Energy stocks have been helped as a result of the CPI data, and some big names are making unusual moves higher. Shares of Chevron (CVX -0.18%) were up as much as 2.8%, Kinder Morgan (KMI -0.86%) rose 2.7%, ExxonMobil (XOM -0.84%) increased 2.3%, and Cheniere Energy (LNG -0.73%) was up 2.6% in early trading.

So what

Inflation has been a key metric for markets for a couple of big reasons. One is that rising costs for goods and services can squeeze consumers to cut back in other areas. For energy companies, rising food or consumer staple prices may cause people to do less traveling or purchase a more fuel-efficient vehicle to save money. 

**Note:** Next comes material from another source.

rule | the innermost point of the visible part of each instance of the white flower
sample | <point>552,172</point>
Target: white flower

High inflation has also been a key reason the Federal Reserve has been raising interest rates in 2022. Higher rates are intended to slow the economy and cut off inflation, which seems to be working. But the downstream effect is a worse economy and higher borrowing costs for companies. 

It has helped that oil and natural gas prices jumped in trading today as well. At 11:10 a.m. ET, WTI crude oil was up 2.3% to $74.84, Brent crude was up 2.7% to $80.09, and natural gas was up 6.2% to $6.99 per MMBtu. This is a large move in oil markets and again is driven by hope that the economy won't go into a recession, as feared, in 2023. 

Now what

The economic impact of inflation and higher interest rates isn't quite known yet, but I want to focus on the direct impact of rates on energy businesses today. You can see below that these four companies, together, carry over $100 billion of debt on their balance sheets, and their interest costs surpass $3 billion per year. This is largely debt taken out before rates went up, so they could see their interest expenses rise sharply if they have to refinance debt in coming years.

CVX Total Long Term Debt (Quarterly) Chart

Data by YCharts.

I see the CPI data as generally bullish news for oil and natural gas companies over the next year. It seems that the market overestimated how high the Federal Reserve would have to raise interest rates to combat inflation, and a pause in rate increases may come in the next few months. 

That's great news for both the economy and energy demand. To top it off, China's economy seems ready to open up again as the country slowly loosens COVID-19 restrictions. That could be another boost for energy demand globally and give energy stocks a leg up.